Solutions such as lightweight virtualization technologies can be leveraged for solving the dichotomy between performance and reliability in fog computing. In this context, container based virtualization is a key technology providing lightweight virtualization for cloud computing that can be applied in fog
computing as well. Such container-based technologies provide fault tolerance mechanisms that improve the reliability and availability of application execution.
By the study of a use-case, we have realized that persistent data storage for stateful applications at the fog layer is particularly important. In addition, we identified the need to enhance the current container orchestration solution to fit fog applications executing in container-based architectures.

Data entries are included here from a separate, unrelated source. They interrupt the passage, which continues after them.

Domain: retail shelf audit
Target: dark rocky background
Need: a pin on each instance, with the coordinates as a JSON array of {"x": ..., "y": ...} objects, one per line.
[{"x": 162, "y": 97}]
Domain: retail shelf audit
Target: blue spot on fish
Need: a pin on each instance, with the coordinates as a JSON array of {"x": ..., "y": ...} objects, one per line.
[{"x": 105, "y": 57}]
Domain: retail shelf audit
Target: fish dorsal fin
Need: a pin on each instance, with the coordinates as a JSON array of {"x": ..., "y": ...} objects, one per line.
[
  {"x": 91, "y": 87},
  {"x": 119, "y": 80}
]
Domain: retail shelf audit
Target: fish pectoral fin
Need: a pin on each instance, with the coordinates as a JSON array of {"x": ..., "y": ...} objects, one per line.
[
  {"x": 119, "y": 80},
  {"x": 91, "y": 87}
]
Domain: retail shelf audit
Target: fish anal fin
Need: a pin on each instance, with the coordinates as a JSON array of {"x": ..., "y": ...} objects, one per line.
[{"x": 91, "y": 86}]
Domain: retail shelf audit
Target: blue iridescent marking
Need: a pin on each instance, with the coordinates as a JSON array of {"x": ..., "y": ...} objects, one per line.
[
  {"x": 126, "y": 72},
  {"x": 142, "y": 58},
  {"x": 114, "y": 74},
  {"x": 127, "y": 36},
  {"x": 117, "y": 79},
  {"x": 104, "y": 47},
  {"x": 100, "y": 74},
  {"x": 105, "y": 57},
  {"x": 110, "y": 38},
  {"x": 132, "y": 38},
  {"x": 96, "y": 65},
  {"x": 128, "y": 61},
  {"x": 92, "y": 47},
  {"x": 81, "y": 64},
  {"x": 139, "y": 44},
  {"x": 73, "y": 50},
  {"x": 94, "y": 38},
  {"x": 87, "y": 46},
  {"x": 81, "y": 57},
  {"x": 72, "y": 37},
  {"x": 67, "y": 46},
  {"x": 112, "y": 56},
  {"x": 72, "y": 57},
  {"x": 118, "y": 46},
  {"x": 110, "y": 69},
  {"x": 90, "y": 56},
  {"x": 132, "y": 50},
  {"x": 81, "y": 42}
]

In this thesis, we identify open challenges in achieving dependable fog platforms. Among these, we focus particularly on scalable, lightweight virtualization, auto-recovery, and re-integration solutions after failures in fog applications and nodes. We implement a testbed to deploy our use-case on a
container-based fog platform and investigate the fulfillment of key dependability requirements. We enhance the architecture and identify the lack of persistent storage for stateful applications as an important impediment for the execution of control applications. We propose a solution for persistent
fault-tolerant storage at the fog layer, which dissociates storage from applications to reduce application load and separates the concern of distributed storage. Our solution includes a replicated data structure supported by a consensus protocol that ensures distributed data consistency and fault tolerance in case of node failure. Finally, we use the UPPAAL verification tool to model and verify the fault tolerance and consistency of our solution.